Disana, muda-mudi tampak bersantai di bawah pepohonan yang gelap. Susunan kursi dan meja tampak disediakan menghadap ke arah hutan berbatas pagar besi.
“Di jalan Melur ada titik berupa taman terbuka. Di areal yang merupakan aset dari PT PHR ini, kita temukan cukup banyak kursi dan meja yang disediakan pada malam hari. Sayangnya saat kita cek ke lokasi, tidak ada penerangan sama sekali. Jelas sangat beresiko dan tinggi potensi kriminalitas,” katanya.

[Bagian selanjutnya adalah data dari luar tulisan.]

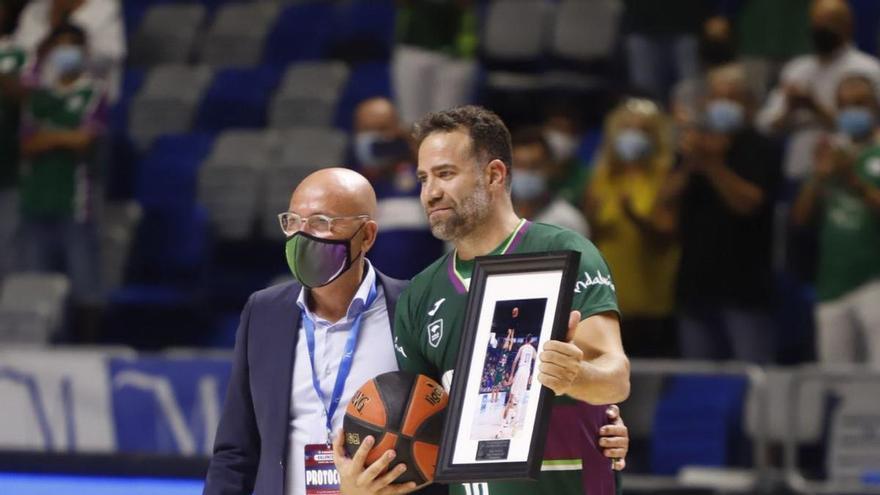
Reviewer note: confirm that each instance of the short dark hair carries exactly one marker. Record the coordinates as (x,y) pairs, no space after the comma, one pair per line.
(530,136)
(856,77)
(67,29)
(489,136)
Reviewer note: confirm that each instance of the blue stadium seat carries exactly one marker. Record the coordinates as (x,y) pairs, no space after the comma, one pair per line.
(237,98)
(698,421)
(132,80)
(303,32)
(121,175)
(162,302)
(167,176)
(170,246)
(366,81)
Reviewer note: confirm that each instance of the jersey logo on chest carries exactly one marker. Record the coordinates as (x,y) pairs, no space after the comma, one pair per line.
(436,306)
(435,332)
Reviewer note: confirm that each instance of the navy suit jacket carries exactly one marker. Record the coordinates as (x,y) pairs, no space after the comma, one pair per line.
(250,450)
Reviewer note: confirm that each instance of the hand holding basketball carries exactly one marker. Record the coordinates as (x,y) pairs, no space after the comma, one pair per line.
(561,361)
(376,479)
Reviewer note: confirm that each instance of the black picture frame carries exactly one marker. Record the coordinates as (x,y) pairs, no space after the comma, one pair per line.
(465,454)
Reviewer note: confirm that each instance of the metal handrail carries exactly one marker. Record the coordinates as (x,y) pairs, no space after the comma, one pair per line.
(827,374)
(758,387)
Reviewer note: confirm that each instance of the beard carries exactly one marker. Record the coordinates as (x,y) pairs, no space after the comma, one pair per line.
(464,217)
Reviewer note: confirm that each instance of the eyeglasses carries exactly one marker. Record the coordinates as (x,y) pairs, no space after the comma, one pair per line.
(292,223)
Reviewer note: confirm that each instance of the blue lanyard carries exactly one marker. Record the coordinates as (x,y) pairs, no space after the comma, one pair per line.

Mencegah hal-hal yang tidak diinginkan, pihaknya pun meminta penyedia tempat untuk menyalakan lampu penerangan dan tidak boleh melebihi jam operasional pukul 22.00 WIB.
Selain itu, para pedagang aneka minuman disana juga diminta untuk menyuluhkan prokes kepada setiap pengunjung untuk mencegah lonjakan kasus positif virus COVID-19.
“Pemerintah tidak melarang warga berdagang, tapi perlu juga dipikirkan jam operasionalnya dan yang pasti jangan remang-remang seperti ini. Kalau ada apa-apa siapa yang bertanggung jawab? Tolong sama-sama kita jaga ketentraman dan ketertiban di wilayah ini,” pungkas Vicky.
Melihat kedatangan petugas, belasan muda-mudi di taman remang-remang ini kabur ke segala arah. Hal serupa juga terjadi di jalan Mawar, Kelurahan Pematang Pudu atau tepatnya di Taman Angsana kerap didatangi para kaum muda-mudi guna menghabiskan waktu di malam hari.
Peduli dengan ketentraman, ketertiban, keamanan dan kesehatan dimasa pandemi, petugas kembali bergerak dan membubarkan kerumunan yang ada. Mendengar sirine truk patroli, langsung berhamburan.
Puluhan kendaraan roda dua tampak langsung dinyalakan dan kemudian melaju ke luar dari tempat tersebut. Serupa dengan taman di jalan Melur, taman Angsana juga berada di wilayah operasional PT PHR (Eks Chevron).
“Jangan berkerumun, pakai masker dan jangan gelap-gelapan,” seru Danton Lional menambahkan.
Selain kedua taman terbuka ini, pihaknya juga menyambangi Maka Caffee di Kelurahan Balik Alam. Serupa dengan giat sebelumnya, penertiban prokes kembali dilakukan.
Manajemen coffee shop ini diminta untuk aktif menerapkan wilayah wajib prokes kepada setiap pengunjung. Tidak lupa, berkas berupa izin usaha juga slogan atau imbauan prokes diminta dipasang di berbagai tempat agar pengunjung tak abai.
“Silahkan jalankan usahanya tanpa melupakan prokes. Terkait izinnya, silahkan di tempel. Jadi bisa terlihat dengan jelas. Jangan lupa pasang imbauan prokes, jadi tamunya lebih disiplin. Sama-sama kita cegah tindak kriminalitas dan penularan wabah pandemi dengan kedisiplinan dari diri masing-masing,” tutupnya.